A convention also ensures that the party has the right to select candidates according to other political goals. For example, a party might select a slate of state-wide candidates to reflect geographic balance. In the 2000 election, the Missouri Green Party nominated a slate of six state-wide candidates, 2 from St. Louis, 2 from Kansas City, 1 from Columbia, and 1 from Springfield. Even more important, Greens wanted the slate to reflect ethnic and gender diversity. The slate was chosen so that it included 2 blacks and 4 whites, 3 women and 3 men. Primaries eliminate the right of a party to do this.
It is no accident that Missouri parties forced to hold a primary nominated all white men, with the exception of some women for Secretary of State.
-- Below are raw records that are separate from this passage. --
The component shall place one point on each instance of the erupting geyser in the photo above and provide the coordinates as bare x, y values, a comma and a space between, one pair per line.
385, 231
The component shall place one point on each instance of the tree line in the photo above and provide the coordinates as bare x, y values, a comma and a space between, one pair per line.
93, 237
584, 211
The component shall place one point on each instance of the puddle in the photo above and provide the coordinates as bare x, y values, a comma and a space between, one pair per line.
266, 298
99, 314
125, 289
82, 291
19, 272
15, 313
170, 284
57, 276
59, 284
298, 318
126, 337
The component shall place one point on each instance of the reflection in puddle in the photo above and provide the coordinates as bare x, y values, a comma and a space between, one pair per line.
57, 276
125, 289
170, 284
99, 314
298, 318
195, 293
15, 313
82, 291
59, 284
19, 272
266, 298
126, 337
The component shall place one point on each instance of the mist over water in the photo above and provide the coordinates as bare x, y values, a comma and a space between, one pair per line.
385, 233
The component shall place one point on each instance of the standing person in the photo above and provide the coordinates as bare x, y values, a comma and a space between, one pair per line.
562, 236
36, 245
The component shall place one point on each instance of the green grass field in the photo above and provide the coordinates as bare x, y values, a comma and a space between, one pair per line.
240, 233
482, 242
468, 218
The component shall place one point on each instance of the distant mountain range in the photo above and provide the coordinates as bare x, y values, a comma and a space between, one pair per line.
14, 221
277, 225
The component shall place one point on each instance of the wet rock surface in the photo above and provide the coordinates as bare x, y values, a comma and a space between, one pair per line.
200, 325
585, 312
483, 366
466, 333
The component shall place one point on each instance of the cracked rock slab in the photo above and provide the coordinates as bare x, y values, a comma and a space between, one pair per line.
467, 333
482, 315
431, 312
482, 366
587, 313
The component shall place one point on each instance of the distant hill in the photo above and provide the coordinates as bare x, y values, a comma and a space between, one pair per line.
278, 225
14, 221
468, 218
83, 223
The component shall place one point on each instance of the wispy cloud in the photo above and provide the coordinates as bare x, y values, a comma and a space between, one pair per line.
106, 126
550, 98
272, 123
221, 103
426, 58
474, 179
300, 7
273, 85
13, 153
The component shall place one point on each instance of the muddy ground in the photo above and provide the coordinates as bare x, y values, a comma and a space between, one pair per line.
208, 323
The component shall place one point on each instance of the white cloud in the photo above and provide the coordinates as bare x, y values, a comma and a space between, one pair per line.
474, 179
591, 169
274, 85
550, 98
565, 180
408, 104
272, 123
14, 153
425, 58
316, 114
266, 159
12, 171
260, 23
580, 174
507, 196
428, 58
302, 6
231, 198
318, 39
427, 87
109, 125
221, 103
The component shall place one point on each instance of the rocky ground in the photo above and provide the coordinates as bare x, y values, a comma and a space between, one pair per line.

Primaries are most likely to be won by those who have traditional resources to power, which usually means rich white men.
Consider the role of primaries in the following facts:1. American politicians squander far more money on elections than is done in any other country.
2. American voters are asked to go to the polls more frequently than in any other western country.
3. The US has a lower voter turnout than typical for other western countries.
American campaigns rarely present a range of political options. They usually degenerate into a cesspool of televised personality attacks. Wouldn't it be nice to totally remove personality from elections? It is actually possible to have meaningful elections by voting for political ideas rather than individual candidates. This would happen if legislatures were chosen by proportional representation (i.e., voters chose between lists of party nominees) and then the legislature selects the executive (as is common in parliamentary systems).
Wouldn't it be nice to totally remove personality from elections?
As Americans watched the soap opera in Florida, many advocated various changes in the political system. The most widely touted is replacing the electoral college with direct election, which would produce no significant change. Proposals for "instant runoff voting" and proportional representation, on the other hand, would be genuine improvements.
By far the most important electoral reform is to allow parties to function as parties by selecting their candidates in whatever way (primary, caucus or convention) they prefer. If Greens merely seek election in a corrupt system, they will end up as little different from Democrats and Republicans. The goal of participating in the electoral system should be to transform it and create the most empowering grassroots democracy we can.